Recent research has expanded our understanding of NME1 as a moonlighting protein with multiple functions:

• Coenzyme A binding:

  • NME1 has been identified as a major CoA-binding protein

  • This interaction suggests a potential regulatory mechanism affecting NME1's various functions

  • The binding occurs at the nucleotide-binding site in a non-covalent manner

• Redox regulation:

  • NME1 undergoes various redox modifications that may regulate its function

  • These modifications include sulfonylation, CoAlation, glutathionylation, and intramolecular disulfide bond formation

  • Cysteine residues C4, C109, and C145 are implicated in these redox-dependent regulations

• Direct transcriptional activation:

  • NME1 directly binds to promoter regions and enhances transcription

  • It recruits epigenetic activation markers and RNA polymerase II

  • This function expands NME1's role beyond its enzymatic NDPK activity

These emerging functions provide new perspectives on how NME1 regulates various cellular processes and how its dysregulation contributes to cancer progression.

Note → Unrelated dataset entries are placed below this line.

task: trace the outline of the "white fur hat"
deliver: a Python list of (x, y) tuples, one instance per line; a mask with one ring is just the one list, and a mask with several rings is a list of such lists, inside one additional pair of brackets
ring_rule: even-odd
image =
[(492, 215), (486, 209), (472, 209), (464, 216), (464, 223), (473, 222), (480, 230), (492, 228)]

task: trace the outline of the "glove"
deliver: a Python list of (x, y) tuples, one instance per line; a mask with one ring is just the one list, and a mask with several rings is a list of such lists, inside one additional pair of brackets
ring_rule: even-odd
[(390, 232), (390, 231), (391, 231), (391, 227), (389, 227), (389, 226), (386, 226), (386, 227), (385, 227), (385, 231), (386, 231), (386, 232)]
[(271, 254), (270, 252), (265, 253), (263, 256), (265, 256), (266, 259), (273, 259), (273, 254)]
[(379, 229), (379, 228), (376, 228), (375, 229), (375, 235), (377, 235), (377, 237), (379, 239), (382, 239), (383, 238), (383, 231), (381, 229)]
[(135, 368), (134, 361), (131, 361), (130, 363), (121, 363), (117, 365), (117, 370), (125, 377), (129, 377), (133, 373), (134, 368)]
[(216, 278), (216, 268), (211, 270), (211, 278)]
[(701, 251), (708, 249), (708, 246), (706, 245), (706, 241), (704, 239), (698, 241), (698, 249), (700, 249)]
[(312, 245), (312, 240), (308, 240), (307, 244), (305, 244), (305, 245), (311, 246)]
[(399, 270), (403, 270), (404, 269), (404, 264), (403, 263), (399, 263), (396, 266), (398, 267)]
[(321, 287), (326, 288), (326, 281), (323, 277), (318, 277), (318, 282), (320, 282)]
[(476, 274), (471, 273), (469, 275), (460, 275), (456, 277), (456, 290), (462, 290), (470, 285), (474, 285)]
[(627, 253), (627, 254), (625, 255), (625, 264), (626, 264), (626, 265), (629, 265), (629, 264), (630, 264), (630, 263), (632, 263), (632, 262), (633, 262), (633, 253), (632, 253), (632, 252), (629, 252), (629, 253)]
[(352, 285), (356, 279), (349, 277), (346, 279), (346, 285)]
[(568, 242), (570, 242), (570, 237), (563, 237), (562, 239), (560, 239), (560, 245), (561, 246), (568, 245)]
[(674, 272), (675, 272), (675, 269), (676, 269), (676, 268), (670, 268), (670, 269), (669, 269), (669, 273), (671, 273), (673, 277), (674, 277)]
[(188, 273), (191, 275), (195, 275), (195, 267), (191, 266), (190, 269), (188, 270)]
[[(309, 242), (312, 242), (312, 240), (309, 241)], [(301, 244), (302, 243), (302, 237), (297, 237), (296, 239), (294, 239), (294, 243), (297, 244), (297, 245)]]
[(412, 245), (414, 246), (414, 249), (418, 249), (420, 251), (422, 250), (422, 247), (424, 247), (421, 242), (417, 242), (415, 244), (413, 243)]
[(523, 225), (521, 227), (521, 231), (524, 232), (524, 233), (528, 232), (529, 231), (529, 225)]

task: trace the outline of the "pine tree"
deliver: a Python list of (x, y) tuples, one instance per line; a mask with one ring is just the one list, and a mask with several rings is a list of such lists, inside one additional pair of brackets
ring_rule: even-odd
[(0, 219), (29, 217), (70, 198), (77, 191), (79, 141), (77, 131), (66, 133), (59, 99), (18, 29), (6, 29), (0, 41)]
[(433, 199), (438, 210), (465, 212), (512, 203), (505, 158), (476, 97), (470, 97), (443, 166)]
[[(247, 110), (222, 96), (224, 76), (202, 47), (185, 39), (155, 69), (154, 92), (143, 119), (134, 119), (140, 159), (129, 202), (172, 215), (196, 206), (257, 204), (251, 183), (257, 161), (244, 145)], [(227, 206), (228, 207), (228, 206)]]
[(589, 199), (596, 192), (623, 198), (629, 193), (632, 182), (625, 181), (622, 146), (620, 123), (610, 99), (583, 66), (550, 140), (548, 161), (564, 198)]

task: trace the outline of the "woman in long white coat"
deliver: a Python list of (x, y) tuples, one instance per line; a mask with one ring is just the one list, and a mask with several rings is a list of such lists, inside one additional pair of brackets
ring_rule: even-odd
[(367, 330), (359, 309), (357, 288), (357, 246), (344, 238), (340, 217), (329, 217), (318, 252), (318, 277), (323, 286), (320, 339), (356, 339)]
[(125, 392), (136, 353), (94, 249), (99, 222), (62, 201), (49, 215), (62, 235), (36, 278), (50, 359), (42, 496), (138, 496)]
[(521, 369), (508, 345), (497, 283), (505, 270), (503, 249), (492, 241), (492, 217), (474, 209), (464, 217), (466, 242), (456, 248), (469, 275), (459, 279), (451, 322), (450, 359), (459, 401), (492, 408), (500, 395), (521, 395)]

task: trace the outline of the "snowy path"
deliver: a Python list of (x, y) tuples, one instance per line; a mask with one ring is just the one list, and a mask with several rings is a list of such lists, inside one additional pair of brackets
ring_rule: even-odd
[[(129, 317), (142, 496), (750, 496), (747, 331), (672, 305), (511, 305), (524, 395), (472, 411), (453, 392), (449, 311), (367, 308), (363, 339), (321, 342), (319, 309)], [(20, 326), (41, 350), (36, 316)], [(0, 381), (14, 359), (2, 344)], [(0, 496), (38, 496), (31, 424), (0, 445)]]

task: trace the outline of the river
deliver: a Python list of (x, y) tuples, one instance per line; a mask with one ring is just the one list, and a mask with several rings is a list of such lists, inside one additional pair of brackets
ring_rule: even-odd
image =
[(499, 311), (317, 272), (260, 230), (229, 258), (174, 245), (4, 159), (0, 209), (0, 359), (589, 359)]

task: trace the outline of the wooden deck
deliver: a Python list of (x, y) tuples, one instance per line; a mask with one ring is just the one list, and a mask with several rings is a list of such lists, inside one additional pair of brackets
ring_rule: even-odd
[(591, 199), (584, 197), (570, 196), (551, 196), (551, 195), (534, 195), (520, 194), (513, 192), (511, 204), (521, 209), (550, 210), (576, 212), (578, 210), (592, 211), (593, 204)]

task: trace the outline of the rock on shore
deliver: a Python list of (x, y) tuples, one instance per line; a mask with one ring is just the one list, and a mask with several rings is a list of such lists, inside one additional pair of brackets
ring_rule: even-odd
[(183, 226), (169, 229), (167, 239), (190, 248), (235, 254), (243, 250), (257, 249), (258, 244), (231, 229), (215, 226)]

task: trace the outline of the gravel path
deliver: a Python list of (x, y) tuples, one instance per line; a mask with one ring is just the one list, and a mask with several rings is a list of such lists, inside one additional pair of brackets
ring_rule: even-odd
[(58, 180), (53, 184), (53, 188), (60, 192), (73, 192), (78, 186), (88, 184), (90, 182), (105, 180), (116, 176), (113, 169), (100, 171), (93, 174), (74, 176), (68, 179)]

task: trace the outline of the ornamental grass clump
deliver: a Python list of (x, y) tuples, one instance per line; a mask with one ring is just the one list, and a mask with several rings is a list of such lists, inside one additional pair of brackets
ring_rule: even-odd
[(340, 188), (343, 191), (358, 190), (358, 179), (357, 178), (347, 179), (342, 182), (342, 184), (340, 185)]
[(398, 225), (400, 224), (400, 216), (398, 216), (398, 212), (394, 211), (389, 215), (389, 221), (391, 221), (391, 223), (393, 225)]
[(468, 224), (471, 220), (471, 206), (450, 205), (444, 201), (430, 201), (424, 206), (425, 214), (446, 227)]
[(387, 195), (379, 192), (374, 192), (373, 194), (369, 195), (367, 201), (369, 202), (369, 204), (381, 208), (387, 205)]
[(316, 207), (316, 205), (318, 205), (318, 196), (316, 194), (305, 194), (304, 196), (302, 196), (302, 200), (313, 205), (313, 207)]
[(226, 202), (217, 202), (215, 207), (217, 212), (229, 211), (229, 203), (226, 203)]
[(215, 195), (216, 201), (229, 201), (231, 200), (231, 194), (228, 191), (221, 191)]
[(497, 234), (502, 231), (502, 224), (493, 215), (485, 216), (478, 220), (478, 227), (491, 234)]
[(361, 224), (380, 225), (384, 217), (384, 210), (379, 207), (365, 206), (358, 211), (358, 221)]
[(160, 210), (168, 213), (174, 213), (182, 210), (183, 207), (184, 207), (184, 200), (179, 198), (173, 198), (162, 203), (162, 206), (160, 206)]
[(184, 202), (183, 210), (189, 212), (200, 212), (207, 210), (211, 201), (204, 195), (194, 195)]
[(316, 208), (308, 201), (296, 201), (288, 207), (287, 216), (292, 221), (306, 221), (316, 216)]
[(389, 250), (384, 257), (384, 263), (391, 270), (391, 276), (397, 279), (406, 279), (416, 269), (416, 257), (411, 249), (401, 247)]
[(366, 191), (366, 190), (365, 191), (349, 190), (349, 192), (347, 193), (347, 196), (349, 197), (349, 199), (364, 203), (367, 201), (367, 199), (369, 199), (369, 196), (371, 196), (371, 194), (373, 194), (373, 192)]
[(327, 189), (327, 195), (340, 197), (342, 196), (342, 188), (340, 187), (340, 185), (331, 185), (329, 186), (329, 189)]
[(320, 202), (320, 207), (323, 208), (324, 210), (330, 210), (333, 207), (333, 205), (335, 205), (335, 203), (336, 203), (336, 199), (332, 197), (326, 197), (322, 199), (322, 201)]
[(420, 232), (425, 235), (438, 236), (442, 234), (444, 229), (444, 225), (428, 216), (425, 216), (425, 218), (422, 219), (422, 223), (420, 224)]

What novel therapeutic approaches might target NME1 function in cancer?

Based on current understanding of NME1 biology, several therapeutic strategies could be developed:

• Restoring NME1 expression in metastatic cancers:

  • Epigenetic modifiers to reverse NME1 silencing

  • Targeted gene therapy approaches to deliver functional NME1

  • Small molecules that stabilize NME1 protein or enhance its activity

• Targeting NME1's protein-protein interactions:

  • Disrupting interactions with pro-metastatic binding partners

  • Enhancing interactions with anti-metastatic pathways

  • Developing peptidomimetics based on critical interaction domains

• Modulating NME1's transcriptional activity:

  • Enhancing NME1 binding to anti-metastatic gene promoters

  • Developing compounds that mimic NME1's effect on epigenetic markers

  • Targeting downstream effectors in the NME1 transcriptional network

• Exploiting redox regulation:

  • Developing compounds that modulate NME1's redox state

  • Targeting specific cysteine residues involved in redox regulation

  • Manipulating CoA binding to alter NME1 function

These approaches represent potential avenues for translating NME1 research into clinical applications, particularly for cancers where NME1 expression correlates with better prognosis.